In [1]:
%matplotlib inline
%load_ext autoreload
%autoreload 2
%config InlineBackend.figure_format = 'retina'

In [2]:
import jax
import jax.numpy as jnp
import gymnax
from bsuite.environments import catch, deep_sea, discounting_chain, memory_chain, umbrella_chain, mnist, bandit

# Catch

In [19]:
# # 1. Create gymnax based environment
# rng, env = gymnax.make("Catch-bsuite")
# rng, key_reset, key_step, key_action = jax.random.split(rng, 4)
# obs, state = env.reset(key_reset)

# # 2. Setup bsuite-based environment, get state dict
# env_gym = catch.Catch()
# _ = env_gym.reset()
state = gymnax.utils.np_state_to_jax(env_gym, "Catch-bsuite")

# 3. Transition in both environments
action = 0
timestep = env_gym.step(jnp.array(action))
obs_gym, reward_gym, done_gym = timestep.observation, timestep.reward, 1-timestep.discount
obs_jax, state_jax, reward_jax, done_jax, _ = env.step(key_step, state, action)
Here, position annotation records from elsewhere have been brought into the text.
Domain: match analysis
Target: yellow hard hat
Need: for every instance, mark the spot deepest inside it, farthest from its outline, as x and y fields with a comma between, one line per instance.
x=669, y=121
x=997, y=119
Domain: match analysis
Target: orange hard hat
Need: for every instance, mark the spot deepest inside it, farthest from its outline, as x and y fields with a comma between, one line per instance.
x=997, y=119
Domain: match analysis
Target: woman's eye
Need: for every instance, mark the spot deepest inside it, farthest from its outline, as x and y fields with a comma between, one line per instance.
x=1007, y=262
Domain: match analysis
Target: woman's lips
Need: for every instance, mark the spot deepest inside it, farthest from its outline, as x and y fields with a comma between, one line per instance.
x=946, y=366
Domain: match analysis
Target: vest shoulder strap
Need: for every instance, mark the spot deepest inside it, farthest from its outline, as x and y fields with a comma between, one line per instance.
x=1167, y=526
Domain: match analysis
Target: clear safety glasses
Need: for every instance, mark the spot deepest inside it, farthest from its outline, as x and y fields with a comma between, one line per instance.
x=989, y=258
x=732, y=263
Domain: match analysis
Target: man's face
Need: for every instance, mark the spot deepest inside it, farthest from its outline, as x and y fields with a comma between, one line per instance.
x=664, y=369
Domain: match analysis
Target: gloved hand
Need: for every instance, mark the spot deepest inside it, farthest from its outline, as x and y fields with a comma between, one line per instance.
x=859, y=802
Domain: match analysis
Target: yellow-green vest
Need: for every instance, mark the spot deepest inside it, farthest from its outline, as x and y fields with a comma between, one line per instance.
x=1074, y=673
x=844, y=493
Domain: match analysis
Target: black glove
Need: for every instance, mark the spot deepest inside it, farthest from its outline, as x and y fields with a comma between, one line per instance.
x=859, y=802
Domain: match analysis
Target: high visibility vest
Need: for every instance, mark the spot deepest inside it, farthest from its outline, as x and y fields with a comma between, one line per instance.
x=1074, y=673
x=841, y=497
# 4a. Check correctness of transition
gymnax.utils.assert_correct_transit(obs_gym, reward_gym, done_gym,
                                    obs_jax, reward_jax, done_jax)

# 4b. Check that post-transition states are equal
gymnax.utils.assert_correct_state(env_gym, "Catch-bsuite", state_jax)

In [18]:
_ = env_gym.reset()
_

TimeStep(step_type=<StepType.FIRST: 0>, reward=None, discount=None, observation=array([[1., 0., 0., 0., 0.],
       [0., 0., 0., 0., 0.],
       [0., 0., 0., 0., 0.],
       [0., 0., 0., 0., 0.],
       [0., 0., 0., 0., 0.],
       [0., 0., 0., 0., 0.],
       [0., 0., 0., 0., 0.],
       [0., 0., 0., 0., 0.],
       [0., 0., 0., 0., 0.],
       [0., 0., 1., 0., 0.]], dtype=float32))

In [20]:
obs_gym

array([[0., 0., 0., 0., 0.],
       [1., 0., 0., 0., 0.],
       [0., 0., 0., 0., 0.],
       [0., 0., 0., 0., 0.],
       [0., 0., 0., 0., 0.],
       [0., 0., 0., 0., 0.],
       [0., 0., 0., 0., 0.],
       [0., 0., 0., 0., 0.],
       [0., 0., 0., 0., 0.],
       [0., 1., 0., 0., 0.]], dtype=float32)

In [21]:
obs_jax

DeviceArray([[0., 0., 0., 0., 0.],
             [1., 0., 0., 0., 0.],
             [0., 0., 0., 0., 0.],
             [0., 0., 0., 0., 0.],
             [0., 0., 0., 0., 0.],
             [0., 0., 0., 0., 0.],
             [0., 0., 0., 0., 0.],
             [0., 0., 0., 0., 0.],
             [0., 0., 0., 0., 0.],
             [0., 1., 0., 0., 0.]], dtype=float32)

# DeepSea

In [4]:
# 1. Create gymnax based environment
rng, env = gymnax.make("DeepSea-bsuite")
rng, key_reset, key_step, key_action = jax.random.split(rng, 4)
obs, state = env.reset(key_reset)

# 2. Setup bsuite-based environment, get state dict
env_gym = deep_sea.DeepSea(size=8, randomize_actions=False)
_ = env_gym.reset()
state = gymnax.utils.np_state_to_jax(env_gym, "DeepSea-bsuite")

# 3. Transition in both environments
action = env.action_space.sample(key_action)
timestep = env_gym.step(jnp.array(action))
obs_gym, reward_gym, done_gym = timestep.observation, timestep.reward, 1-timestep.discount
obs_jax, state_jax, reward_jax, done_jax, _ = env.step(key_step, state, action)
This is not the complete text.